This is a follow-up question of What would happen if the boundary value for $u_{tt}=a^2u_{xx}$ is that $u|_{x=0}=0$ and $u|_{x=l}=\sin\frac{n\pi a}lt$.
In the following one-dimensional wave equation system:
$$ u=u(x,t),\;\frac{\partial ^2u}{\partial t^2}=a^2 \frac{\partial ^2u}{\partial x^2} \\ u(0,t) = 0, \; u(l,t) = \sin \omega x \\ u(x,0) = 0, \; \frac{\partial u}{\partial t}(x, 0) = 0 $$
It is known that resonance will occur if $\omega$ approaches any of the values $\cfrac {n\pi a}l,\;n=1,2,\ldots$, which are the natural frequencies for the system.
However, my friend worked on the problem and gave a surprising conclusion: When $n$ is an even number, the amplitude of the system will not go up infinitely.
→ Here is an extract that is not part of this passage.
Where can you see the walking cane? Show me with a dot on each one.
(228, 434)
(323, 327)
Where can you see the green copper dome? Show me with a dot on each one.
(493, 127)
Here's part of his proof:
The solution to the above partial differential equation system is
$$ u(t,x) = \cfrac {\sin\cfrac{\omega x}a}{\sin \cfrac{\omega l}a}\sin\omega t + 2\omega al\sum_{k=1}^{+\infty}\cfrac{(-1)^{k+1}}{(\omega l)^2-(k\pi a)^2}\sin\cfrac{k\pi at}l\sin\cfrac{k\pi x}l $$
with a little rewriting:
$$ \begin{align} u(t,x) = & \cfrac {\sin\cfrac{\omega x}a}{\sin \cfrac{\omega l}a}\sin\omega t \\&+ \cfrac{(-1)^{n+1}}{(\omega l)^2-(n\pi a)^2}\sin\cfrac{n\pi at}l\sin\cfrac{n\pi x}l \\&+ 2\omega al\sum_{k=1\\k\ne n}^{+\infty}\cfrac{(-1)^{k+1}}{(\omega l)^2-(k\pi a)^2}\sin\cfrac{k\pi at}l\sin\cfrac{k\pi x}l \end{align} $$
And when $\omega=\cfrac{n\pi a}t$ is taken into the equation:
$$ u(t,x) = \lim_{y\to n\pi}\left(\cfrac 1{\sin y} + \cfrac{(-1)^{n+1}}{y-n\pi}\right)\sin\cfrac{n\pi x}l\sin\cfrac{n\pi at}l \\ + \cfrac{2n}\pi\sum_{k=1\\k\ne n}^{+\infty}\cfrac{(-1)^{k+1}}{n^2-k^2}\sin\cfrac{k\pi at}l\sin\cfrac{k\pi x}l$$
When $n$ is an even number, there is (Taylor expansion):
$$ \lim_{y\to n\pi}\left(\cfrac 1{\sin y} + \cfrac{(-1)^{n+1}}{y-n\pi}\right) = \lim_{y\to n\pi}\cfrac{1+(-1)^{n+1}+o(1)}{y-n\pi+o(y-n\pi)} = 0 \;\textrm{(or }\cfrac{1}{n\pi}\textrm{)} $$
and the infinite part of the sum
$$ \cfrac{2n}\pi\sum_{k=n+1}^{+\infty}\cfrac{(-1)^{k+1}}{n^2-k^2}\sin\cfrac{k\pi at}l\sin\cfrac{k\pi x}l $$
is bounded.
Therefore the amplitude will not go all the way to infinity.
I have not been able to reproduce his result:
Can anyone tell me what I am missing here, or if my friend's proof is flawed?